On Saturday, the last day NATO reported its strikes, the alliance flew only 39 sorties against 29 targets, 22 of them in Tripoli. In the weeks after the initial bombardments in March, by contrast, the allies routinely flew 60 or more sorties a day.

“NATO got smarter,” said Frederic Wehrey, a senior policy analyst with the RAND Corporation who follows Libya closely. “The strikes were better controlled. There was better coordination in avoiding collateral damage.” The rebels, while ill-trained and poorly organized even now, made the most of NATO’s direct and indirect support, becoming more effective in selecting targets and transmitting their location, using technology provided by individual NATO allies, to NATO’s targeting team in Italy.

“The rebels certainly have our phone number,” the diplomat said. “We have a much better picture of what’s happening on the ground.”

Rebel leaders in the west credited NATO with thwarting an attempt on Sunday by Qaddafi loyalists to reclaim Zawiyah with a flank assault on the city.

Administration officials greeted the developments with guarded elation that the overthrow of a reviled dictator would vindicate the demands for democracy that have swept the Arab world.

A State Department’s spokeswoman, Victoria Nuland, said that President Obama, who was vacationing on Martha’s Vineyard, and other senior American officials were following events closely.

Privately, many officials cautioned that it could still be several days or weeks before Libya’s military collapses or Colonel Qaddafi and his inner circle abandon the fight. As Saddam Hussein and his sons did in Iraq after the American invasion in 2003, the Libyan leader could hold on and lead an insurgency from hiding even after the capital fell, the officials said.

“Trying to predict what this guy is going to do is very, very difficult,” a senior American military officer said.

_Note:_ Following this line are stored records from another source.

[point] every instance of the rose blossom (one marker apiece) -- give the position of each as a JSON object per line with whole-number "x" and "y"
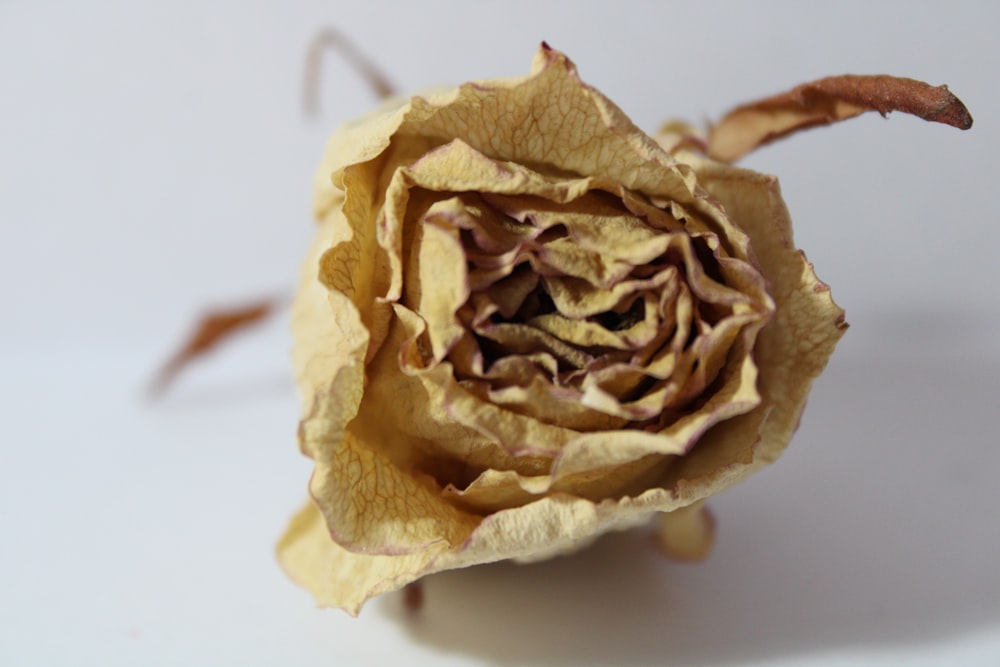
{"x": 524, "y": 323}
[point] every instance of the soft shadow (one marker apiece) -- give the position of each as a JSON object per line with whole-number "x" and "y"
{"x": 877, "y": 529}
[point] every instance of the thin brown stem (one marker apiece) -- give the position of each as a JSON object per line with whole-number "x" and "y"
{"x": 331, "y": 39}
{"x": 213, "y": 328}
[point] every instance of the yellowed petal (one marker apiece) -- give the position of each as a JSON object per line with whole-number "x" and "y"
{"x": 793, "y": 349}
{"x": 340, "y": 578}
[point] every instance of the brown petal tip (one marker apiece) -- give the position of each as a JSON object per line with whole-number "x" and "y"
{"x": 828, "y": 101}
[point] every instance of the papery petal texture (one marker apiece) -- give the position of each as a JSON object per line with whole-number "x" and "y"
{"x": 524, "y": 323}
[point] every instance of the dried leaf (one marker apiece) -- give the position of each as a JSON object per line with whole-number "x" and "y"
{"x": 212, "y": 329}
{"x": 524, "y": 323}
{"x": 827, "y": 101}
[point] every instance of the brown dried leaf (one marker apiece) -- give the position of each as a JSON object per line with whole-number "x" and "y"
{"x": 827, "y": 101}
{"x": 215, "y": 327}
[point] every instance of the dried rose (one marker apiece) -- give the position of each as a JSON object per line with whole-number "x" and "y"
{"x": 524, "y": 323}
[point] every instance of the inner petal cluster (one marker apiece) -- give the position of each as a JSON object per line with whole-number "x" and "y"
{"x": 591, "y": 308}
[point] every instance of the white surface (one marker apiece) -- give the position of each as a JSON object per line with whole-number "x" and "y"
{"x": 154, "y": 161}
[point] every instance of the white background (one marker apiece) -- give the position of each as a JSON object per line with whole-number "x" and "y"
{"x": 155, "y": 161}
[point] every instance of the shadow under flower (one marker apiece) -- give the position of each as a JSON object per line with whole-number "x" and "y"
{"x": 874, "y": 530}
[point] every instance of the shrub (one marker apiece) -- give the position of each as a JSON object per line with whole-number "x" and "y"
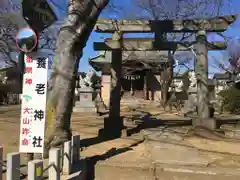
{"x": 231, "y": 99}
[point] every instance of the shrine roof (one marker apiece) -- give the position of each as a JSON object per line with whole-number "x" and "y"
{"x": 146, "y": 59}
{"x": 218, "y": 24}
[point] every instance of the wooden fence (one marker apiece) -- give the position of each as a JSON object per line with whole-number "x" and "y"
{"x": 61, "y": 161}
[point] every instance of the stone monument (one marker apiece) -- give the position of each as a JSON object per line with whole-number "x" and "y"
{"x": 190, "y": 105}
{"x": 85, "y": 93}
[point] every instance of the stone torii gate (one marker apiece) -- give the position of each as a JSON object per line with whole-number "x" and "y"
{"x": 201, "y": 46}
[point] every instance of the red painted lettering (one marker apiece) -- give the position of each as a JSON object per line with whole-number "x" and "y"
{"x": 27, "y": 110}
{"x": 25, "y": 142}
{"x": 29, "y": 59}
{"x": 25, "y": 131}
{"x": 25, "y": 121}
{"x": 28, "y": 81}
{"x": 28, "y": 69}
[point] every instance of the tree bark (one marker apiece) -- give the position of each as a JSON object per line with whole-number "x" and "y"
{"x": 73, "y": 35}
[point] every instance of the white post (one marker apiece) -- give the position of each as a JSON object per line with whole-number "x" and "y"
{"x": 67, "y": 158}
{"x": 54, "y": 162}
{"x": 75, "y": 149}
{"x": 35, "y": 170}
{"x": 13, "y": 166}
{"x": 1, "y": 160}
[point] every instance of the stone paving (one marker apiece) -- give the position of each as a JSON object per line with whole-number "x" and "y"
{"x": 159, "y": 150}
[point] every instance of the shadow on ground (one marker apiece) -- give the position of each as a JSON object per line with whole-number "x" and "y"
{"x": 92, "y": 161}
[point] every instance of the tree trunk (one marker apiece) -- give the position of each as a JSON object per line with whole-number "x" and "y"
{"x": 73, "y": 35}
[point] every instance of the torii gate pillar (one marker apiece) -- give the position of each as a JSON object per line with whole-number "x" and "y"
{"x": 114, "y": 123}
{"x": 203, "y": 109}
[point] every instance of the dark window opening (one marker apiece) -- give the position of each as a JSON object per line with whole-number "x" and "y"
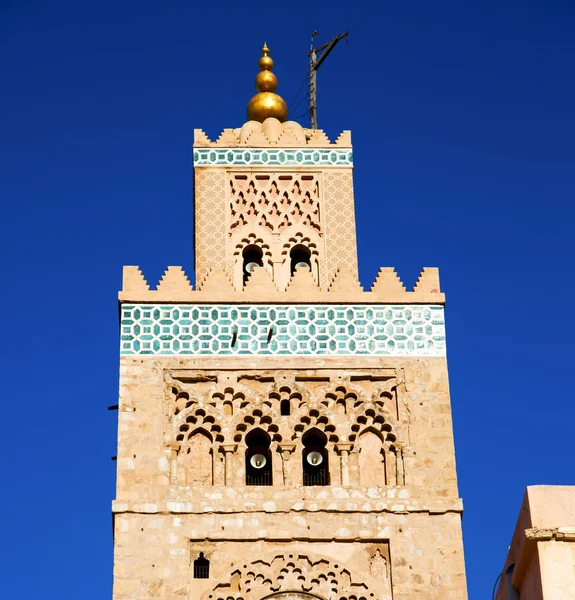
{"x": 252, "y": 257}
{"x": 300, "y": 257}
{"x": 315, "y": 458}
{"x": 258, "y": 458}
{"x": 201, "y": 567}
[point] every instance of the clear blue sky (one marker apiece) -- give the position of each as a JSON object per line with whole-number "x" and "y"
{"x": 462, "y": 116}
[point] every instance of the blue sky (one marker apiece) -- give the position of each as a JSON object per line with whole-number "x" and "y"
{"x": 463, "y": 124}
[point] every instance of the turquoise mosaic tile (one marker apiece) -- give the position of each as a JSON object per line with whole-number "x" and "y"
{"x": 328, "y": 157}
{"x": 385, "y": 330}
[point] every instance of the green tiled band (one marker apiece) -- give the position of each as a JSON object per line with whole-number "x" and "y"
{"x": 328, "y": 157}
{"x": 386, "y": 330}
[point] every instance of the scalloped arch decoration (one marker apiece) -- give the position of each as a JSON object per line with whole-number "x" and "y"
{"x": 296, "y": 575}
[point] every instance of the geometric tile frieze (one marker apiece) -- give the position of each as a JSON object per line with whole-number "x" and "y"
{"x": 275, "y": 330}
{"x": 328, "y": 157}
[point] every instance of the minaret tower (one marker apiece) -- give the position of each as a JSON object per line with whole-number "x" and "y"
{"x": 282, "y": 431}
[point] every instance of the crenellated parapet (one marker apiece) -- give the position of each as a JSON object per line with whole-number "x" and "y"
{"x": 302, "y": 288}
{"x": 271, "y": 133}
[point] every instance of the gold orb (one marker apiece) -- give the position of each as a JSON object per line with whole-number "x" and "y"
{"x": 265, "y": 105}
{"x": 266, "y": 63}
{"x": 266, "y": 81}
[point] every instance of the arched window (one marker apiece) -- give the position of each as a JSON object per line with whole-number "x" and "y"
{"x": 201, "y": 567}
{"x": 315, "y": 458}
{"x": 371, "y": 459}
{"x": 258, "y": 458}
{"x": 252, "y": 257}
{"x": 300, "y": 257}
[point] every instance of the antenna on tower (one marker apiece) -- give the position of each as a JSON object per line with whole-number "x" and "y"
{"x": 315, "y": 61}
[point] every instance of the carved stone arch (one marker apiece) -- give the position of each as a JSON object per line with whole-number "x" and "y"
{"x": 261, "y": 418}
{"x": 286, "y": 399}
{"x": 343, "y": 399}
{"x": 228, "y": 401}
{"x": 195, "y": 458}
{"x": 372, "y": 420}
{"x": 254, "y": 238}
{"x": 310, "y": 240}
{"x": 314, "y": 415}
{"x": 295, "y": 575}
{"x": 386, "y": 396}
{"x": 372, "y": 457}
{"x": 197, "y": 418}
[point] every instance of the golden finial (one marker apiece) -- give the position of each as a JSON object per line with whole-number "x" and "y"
{"x": 266, "y": 103}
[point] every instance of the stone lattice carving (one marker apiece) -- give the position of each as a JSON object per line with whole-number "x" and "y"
{"x": 210, "y": 221}
{"x": 340, "y": 222}
{"x": 296, "y": 573}
{"x": 274, "y": 201}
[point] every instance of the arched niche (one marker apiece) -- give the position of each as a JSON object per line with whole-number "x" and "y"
{"x": 371, "y": 459}
{"x": 198, "y": 458}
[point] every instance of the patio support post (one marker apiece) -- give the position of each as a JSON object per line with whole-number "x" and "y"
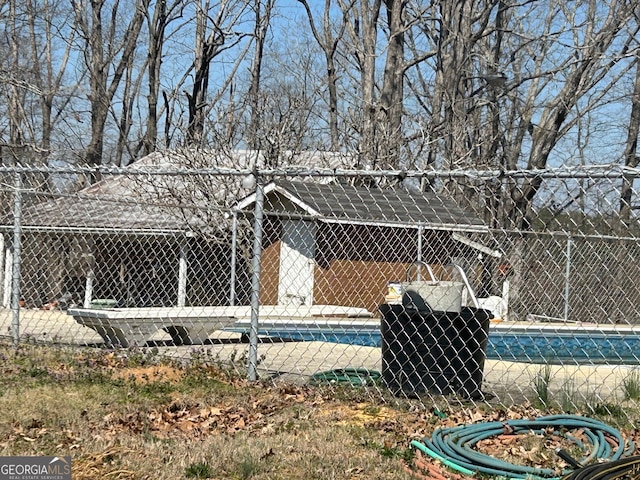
{"x": 255, "y": 279}
{"x": 2, "y": 263}
{"x": 8, "y": 268}
{"x": 88, "y": 245}
{"x": 567, "y": 280}
{"x": 182, "y": 273}
{"x": 234, "y": 246}
{"x": 15, "y": 274}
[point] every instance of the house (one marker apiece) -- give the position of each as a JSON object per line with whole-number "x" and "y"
{"x": 338, "y": 244}
{"x": 140, "y": 238}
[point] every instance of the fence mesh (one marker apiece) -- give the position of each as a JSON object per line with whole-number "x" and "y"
{"x": 413, "y": 286}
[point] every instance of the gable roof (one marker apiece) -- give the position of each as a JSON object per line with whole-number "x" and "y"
{"x": 339, "y": 203}
{"x": 140, "y": 204}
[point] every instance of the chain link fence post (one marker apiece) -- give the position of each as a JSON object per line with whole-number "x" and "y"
{"x": 255, "y": 278}
{"x": 16, "y": 258}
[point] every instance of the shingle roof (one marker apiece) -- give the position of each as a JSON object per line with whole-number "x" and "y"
{"x": 349, "y": 204}
{"x": 136, "y": 204}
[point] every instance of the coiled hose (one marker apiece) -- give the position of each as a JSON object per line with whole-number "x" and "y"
{"x": 454, "y": 446}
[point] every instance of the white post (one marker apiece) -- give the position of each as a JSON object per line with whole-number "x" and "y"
{"x": 234, "y": 247}
{"x": 505, "y": 299}
{"x": 182, "y": 274}
{"x": 3, "y": 275}
{"x": 567, "y": 284}
{"x": 88, "y": 286}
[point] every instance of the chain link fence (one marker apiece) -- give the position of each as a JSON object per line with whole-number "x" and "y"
{"x": 405, "y": 284}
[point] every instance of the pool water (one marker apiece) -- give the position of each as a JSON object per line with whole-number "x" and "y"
{"x": 531, "y": 344}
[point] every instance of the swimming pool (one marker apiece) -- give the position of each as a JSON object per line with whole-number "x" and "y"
{"x": 517, "y": 342}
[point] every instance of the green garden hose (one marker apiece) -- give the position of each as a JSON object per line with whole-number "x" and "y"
{"x": 456, "y": 444}
{"x": 352, "y": 376}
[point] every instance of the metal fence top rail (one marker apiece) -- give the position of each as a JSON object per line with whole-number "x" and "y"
{"x": 593, "y": 172}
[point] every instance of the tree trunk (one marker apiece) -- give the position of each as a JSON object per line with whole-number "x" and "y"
{"x": 631, "y": 152}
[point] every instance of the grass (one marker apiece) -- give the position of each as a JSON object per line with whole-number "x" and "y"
{"x": 141, "y": 416}
{"x": 541, "y": 381}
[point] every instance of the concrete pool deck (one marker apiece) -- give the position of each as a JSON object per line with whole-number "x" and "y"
{"x": 296, "y": 361}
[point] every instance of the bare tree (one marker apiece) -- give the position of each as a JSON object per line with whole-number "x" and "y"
{"x": 164, "y": 13}
{"x": 631, "y": 158}
{"x": 328, "y": 42}
{"x": 49, "y": 73}
{"x": 107, "y": 57}
{"x": 263, "y": 20}
{"x": 214, "y": 34}
{"x": 587, "y": 65}
{"x": 362, "y": 29}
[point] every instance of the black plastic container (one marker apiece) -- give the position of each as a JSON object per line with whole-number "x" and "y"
{"x": 430, "y": 351}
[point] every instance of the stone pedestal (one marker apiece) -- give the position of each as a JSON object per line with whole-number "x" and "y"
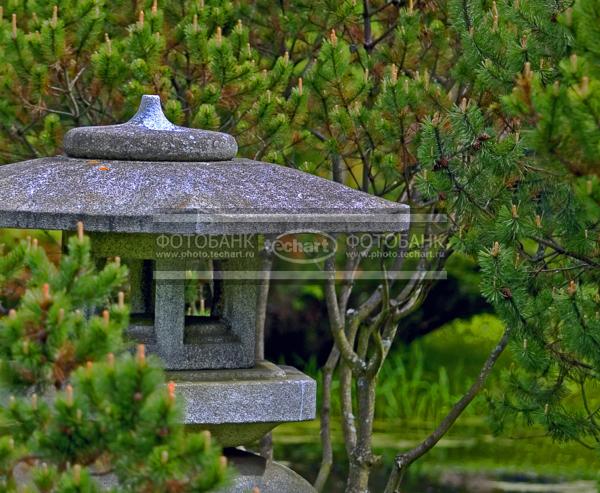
{"x": 240, "y": 406}
{"x": 268, "y": 477}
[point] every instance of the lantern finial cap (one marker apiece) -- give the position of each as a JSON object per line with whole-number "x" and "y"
{"x": 149, "y": 136}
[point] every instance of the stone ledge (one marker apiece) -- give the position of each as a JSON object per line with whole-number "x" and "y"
{"x": 264, "y": 394}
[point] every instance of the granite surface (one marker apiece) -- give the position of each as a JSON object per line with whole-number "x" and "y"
{"x": 268, "y": 477}
{"x": 148, "y": 136}
{"x": 226, "y": 197}
{"x": 246, "y": 396}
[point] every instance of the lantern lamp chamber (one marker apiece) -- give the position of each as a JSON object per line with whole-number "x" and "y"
{"x": 143, "y": 189}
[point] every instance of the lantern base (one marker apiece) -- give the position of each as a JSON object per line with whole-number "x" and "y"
{"x": 253, "y": 471}
{"x": 240, "y": 406}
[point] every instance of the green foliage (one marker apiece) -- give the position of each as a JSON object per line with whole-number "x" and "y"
{"x": 484, "y": 111}
{"x": 77, "y": 410}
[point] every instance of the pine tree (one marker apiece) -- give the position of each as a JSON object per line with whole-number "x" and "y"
{"x": 81, "y": 406}
{"x": 486, "y": 111}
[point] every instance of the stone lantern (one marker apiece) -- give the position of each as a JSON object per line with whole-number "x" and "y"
{"x": 145, "y": 188}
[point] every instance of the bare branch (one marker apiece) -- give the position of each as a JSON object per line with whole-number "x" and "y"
{"x": 403, "y": 461}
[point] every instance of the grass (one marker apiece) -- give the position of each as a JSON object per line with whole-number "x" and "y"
{"x": 418, "y": 384}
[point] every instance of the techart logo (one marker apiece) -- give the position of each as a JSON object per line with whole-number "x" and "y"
{"x": 304, "y": 247}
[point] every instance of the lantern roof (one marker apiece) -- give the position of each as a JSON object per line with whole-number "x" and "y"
{"x": 151, "y": 176}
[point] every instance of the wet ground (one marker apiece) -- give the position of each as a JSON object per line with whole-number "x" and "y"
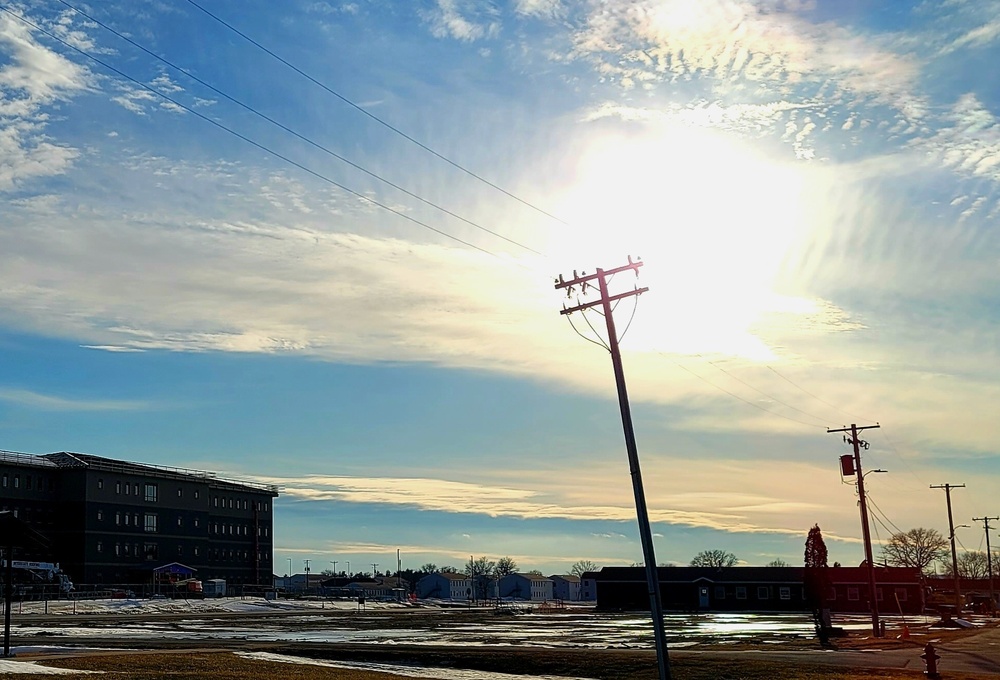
{"x": 444, "y": 627}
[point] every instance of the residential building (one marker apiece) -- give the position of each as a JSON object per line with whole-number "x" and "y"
{"x": 445, "y": 586}
{"x": 565, "y": 587}
{"x": 533, "y": 587}
{"x": 588, "y": 586}
{"x": 758, "y": 589}
{"x": 114, "y": 522}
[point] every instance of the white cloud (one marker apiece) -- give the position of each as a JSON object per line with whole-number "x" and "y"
{"x": 47, "y": 402}
{"x": 34, "y": 78}
{"x": 463, "y": 20}
{"x": 549, "y": 9}
{"x": 649, "y": 40}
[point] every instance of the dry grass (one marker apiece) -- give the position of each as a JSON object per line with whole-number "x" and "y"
{"x": 619, "y": 666}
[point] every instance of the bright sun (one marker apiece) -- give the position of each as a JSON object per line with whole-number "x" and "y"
{"x": 713, "y": 221}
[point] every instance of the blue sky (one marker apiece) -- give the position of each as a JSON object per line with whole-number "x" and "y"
{"x": 813, "y": 188}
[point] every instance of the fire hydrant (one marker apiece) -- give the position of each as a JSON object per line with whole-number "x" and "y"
{"x": 930, "y": 657}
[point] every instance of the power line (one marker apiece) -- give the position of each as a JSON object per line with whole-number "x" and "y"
{"x": 375, "y": 118}
{"x": 735, "y": 396}
{"x": 799, "y": 387}
{"x": 761, "y": 392}
{"x": 246, "y": 139}
{"x": 292, "y": 132}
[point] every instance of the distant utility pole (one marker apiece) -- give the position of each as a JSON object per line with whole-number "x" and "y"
{"x": 584, "y": 280}
{"x": 951, "y": 530}
{"x": 989, "y": 555}
{"x": 858, "y": 444}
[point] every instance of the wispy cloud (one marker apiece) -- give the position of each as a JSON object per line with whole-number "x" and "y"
{"x": 463, "y": 20}
{"x": 34, "y": 78}
{"x": 48, "y": 402}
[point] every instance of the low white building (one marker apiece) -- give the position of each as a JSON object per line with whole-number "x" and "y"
{"x": 566, "y": 587}
{"x": 533, "y": 587}
{"x": 445, "y": 586}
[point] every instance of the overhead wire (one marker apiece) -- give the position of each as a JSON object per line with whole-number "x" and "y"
{"x": 294, "y": 133}
{"x": 368, "y": 199}
{"x": 735, "y": 396}
{"x": 820, "y": 399}
{"x": 761, "y": 392}
{"x": 246, "y": 139}
{"x": 375, "y": 118}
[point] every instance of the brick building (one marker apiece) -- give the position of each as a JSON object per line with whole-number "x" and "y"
{"x": 114, "y": 522}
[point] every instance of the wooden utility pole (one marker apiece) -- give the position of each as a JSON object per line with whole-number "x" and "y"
{"x": 989, "y": 555}
{"x": 602, "y": 277}
{"x": 858, "y": 444}
{"x": 951, "y": 531}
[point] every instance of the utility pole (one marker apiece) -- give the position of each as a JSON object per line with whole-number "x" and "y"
{"x": 858, "y": 444}
{"x": 954, "y": 555}
{"x": 989, "y": 555}
{"x": 584, "y": 280}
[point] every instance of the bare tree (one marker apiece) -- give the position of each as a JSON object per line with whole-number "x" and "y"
{"x": 580, "y": 567}
{"x": 714, "y": 558}
{"x": 971, "y": 564}
{"x": 915, "y": 548}
{"x": 480, "y": 566}
{"x": 505, "y": 565}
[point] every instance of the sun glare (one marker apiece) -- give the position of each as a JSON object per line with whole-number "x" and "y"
{"x": 712, "y": 219}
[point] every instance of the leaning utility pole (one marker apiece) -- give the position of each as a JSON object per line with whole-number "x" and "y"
{"x": 954, "y": 555}
{"x": 858, "y": 444}
{"x": 989, "y": 555}
{"x": 645, "y": 534}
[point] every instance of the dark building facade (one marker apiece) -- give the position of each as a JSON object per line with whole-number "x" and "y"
{"x": 114, "y": 522}
{"x": 762, "y": 589}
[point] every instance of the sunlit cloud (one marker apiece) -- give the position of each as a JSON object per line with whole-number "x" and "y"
{"x": 48, "y": 402}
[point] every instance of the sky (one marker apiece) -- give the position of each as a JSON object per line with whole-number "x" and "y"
{"x": 314, "y": 244}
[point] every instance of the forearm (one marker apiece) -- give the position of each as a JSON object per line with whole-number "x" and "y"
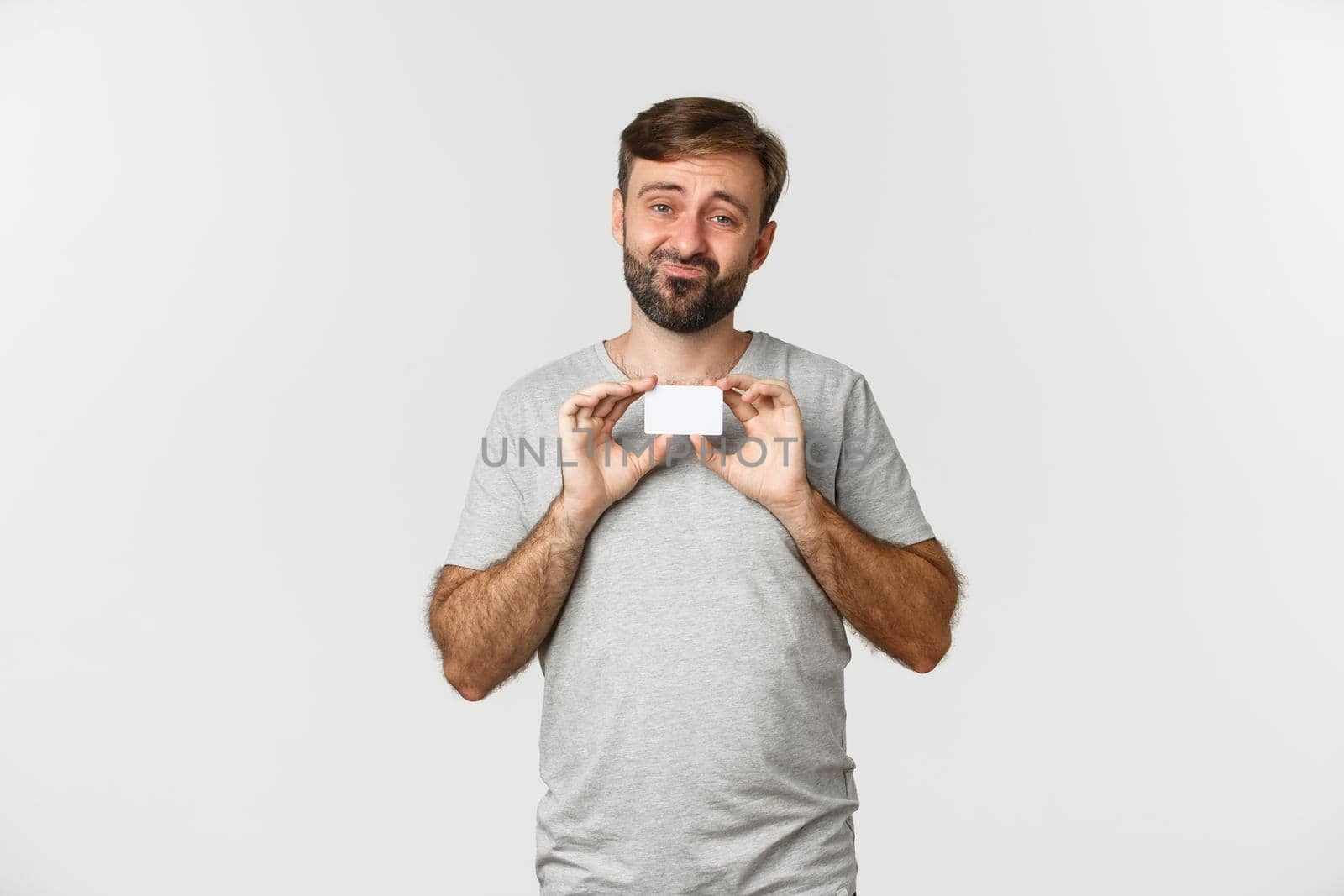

A senior administration official said the United States had evidence that other members of Colonel Qaddafi’s inner circle were negotiating their own exits, but there was no reliable information on the whereabouts or state of mind of Colonel Qaddafi. Audio recordings released by Colonel Qaddafi on Sunday night, which expressed defiance, were of limited use in discerning his circumstances.

Even if Colonel Qaddafi were to be deposed, there is no clear plan for political succession or maintaining security in the country. “The leaders I’ve talked to do not have a clear understanding how this will all play out,” said the senior officer, who spoke on the condition of anonymity to maintain diplomatic relationships.

The United States is already laying plans for a post-Qaddafi Libya. Jeffrey D. Feltman, an assistant secretary of state, was in Benghazi over the weekend for meetings with the rebels’ political leadership about overseeing a stable, democratic transition. A senior administration official said that the United States wanted to reinforce the message of rebel leaders that they seek an inclusive transition that would bring together all the segments of Libyan society.

“Even as we welcome the fact that Qaddafi’s days are numbered and we want to see him go as quickly as possible, we also want to send a message that the goal should be the protection of civilians,” the official said.

The administration was making arrangements to bring increased medical supplies and other humanitarian aid into Libya.

With widespread gunfire in the streets of Tripoli, Human Rights Watch cautioned NATO to take measures to guard against the kind of bloody acts of vengeance, looting and other violence that followed the fall of Saddam Hussein’s government.

“Everyone should be ready for the prospect of a very quick, chaotic transition,” said Tom Malinowski, the director of the Washington office of Human Rights Watch.